Ittefaq Steel plans to lay off 1,800 workers

Author: 
Arab News
Publication Date: 
Mon, 2008-12-29 03:00

DAMMAM: The second largest steel manufacturer in the Kingdom plans to lay off 1,800 workers as a result of a deepening glut in the Saudi steel market, Al-Watan daily reported yesterday.

“The Ittefaq Steel Products factory will be compelled to lay off 1,800 workers after 90 days if the company cannot export its products by that time,” said Khaled Al-Tuwairqi, vice president of Al-Tuwairqi Group.

The company has no option but to send 80 percent of its 2,145 workers on leave without salary for three months beginning on Jan. 1, 2009, Al-Tuwairqi said.

The move is in line with a decision of the company’s board of directors to cut costs over the next 90 days, he added.

Director of Legal Affairs at the Ministry of Labor Muhammad Al-Dowaish said the company’s move was within the limits of the labor law as the company would allow its workers to resume work when the financial situation improved.

Al-Tuwairqi justified the company’s stand citing the heavy losses steel companies have been suffering because of their inability to sell their accumulating stocks in the local market on the one hand and an existing ban on the export of steel.

The company does not find the funds to pay salaries to its workers or continue production, Al-Tuwairqi said.

He added that other companies are also facing the same situation and have been adopting announced or unannounced emergency measures to counter it.

He said the steel manufacturing industry in the Kingdom is currently passing through one of the worst stages in its history because of the recession.

Kingdom’s steel market first showed the signs of a downward spiral when 450,000 tons of steel was imported and the export of the local product was banned. More than two million tons of steel is lying idle in warehouses for want of buyers, he said.

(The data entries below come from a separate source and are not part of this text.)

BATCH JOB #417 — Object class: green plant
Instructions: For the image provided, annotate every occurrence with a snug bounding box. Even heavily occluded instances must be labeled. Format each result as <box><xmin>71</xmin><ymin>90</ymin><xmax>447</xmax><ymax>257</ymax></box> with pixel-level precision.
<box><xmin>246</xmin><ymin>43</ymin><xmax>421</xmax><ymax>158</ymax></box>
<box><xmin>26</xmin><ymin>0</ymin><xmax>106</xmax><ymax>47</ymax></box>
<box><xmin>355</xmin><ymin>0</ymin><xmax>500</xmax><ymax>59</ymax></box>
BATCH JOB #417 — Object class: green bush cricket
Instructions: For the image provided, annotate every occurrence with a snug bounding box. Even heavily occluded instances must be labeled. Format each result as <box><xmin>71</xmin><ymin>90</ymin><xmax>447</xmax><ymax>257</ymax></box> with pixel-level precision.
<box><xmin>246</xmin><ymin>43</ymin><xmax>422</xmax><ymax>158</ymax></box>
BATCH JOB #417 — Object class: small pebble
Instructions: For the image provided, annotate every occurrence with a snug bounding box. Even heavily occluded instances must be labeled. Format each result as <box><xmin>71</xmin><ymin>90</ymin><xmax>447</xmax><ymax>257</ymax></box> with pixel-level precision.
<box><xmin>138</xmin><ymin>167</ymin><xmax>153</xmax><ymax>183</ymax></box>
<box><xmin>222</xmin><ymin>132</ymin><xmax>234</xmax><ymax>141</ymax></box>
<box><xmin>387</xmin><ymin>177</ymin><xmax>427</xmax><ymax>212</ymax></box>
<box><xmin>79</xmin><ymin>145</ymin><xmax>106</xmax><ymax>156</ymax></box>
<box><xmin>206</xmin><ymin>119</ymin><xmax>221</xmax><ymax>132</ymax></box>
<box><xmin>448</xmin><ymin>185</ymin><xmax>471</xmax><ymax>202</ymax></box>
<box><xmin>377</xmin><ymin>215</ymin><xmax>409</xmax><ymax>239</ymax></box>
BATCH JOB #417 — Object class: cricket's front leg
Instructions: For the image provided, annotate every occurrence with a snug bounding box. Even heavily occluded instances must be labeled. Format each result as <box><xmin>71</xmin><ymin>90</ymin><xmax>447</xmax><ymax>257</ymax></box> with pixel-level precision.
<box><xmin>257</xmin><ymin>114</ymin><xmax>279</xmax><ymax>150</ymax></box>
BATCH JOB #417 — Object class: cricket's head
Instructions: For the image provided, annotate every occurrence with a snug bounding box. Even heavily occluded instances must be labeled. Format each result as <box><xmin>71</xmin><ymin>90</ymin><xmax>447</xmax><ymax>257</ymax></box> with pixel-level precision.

His company’s board of directors has explained to the workers that their leave would become lay off if only the company’s financial condition did not improve over the next three months, he said.

Though the company called on related official agencies to interfere to deal with the glut in the market they have not so far taken any step, he said.

He also said that imported steel were of inferior quality. “We have clear evidence to show that the steel imported from Ukraine, Turkey and China does not meet the Saudi specifications,” he said.

Refuting a charge that the companies manufactured steel without considering the market situation, Al-Tuwairqi said, “The projected massive expansion works in private and government sectors at the beginning of the year indicated that the market would require eight million tons of steel.”

He further pointed out that if the market were not glutted, Saudi factories could have employed 3,000 more Saudis.

“But the later developments contradicted the expectations particularly when the factories had to buy raw material at very high price in addition to hiked shipping charges. The total effect of all these factors combined with the cheap import and global economic meltdown was huge loss to local manufacturers, he said.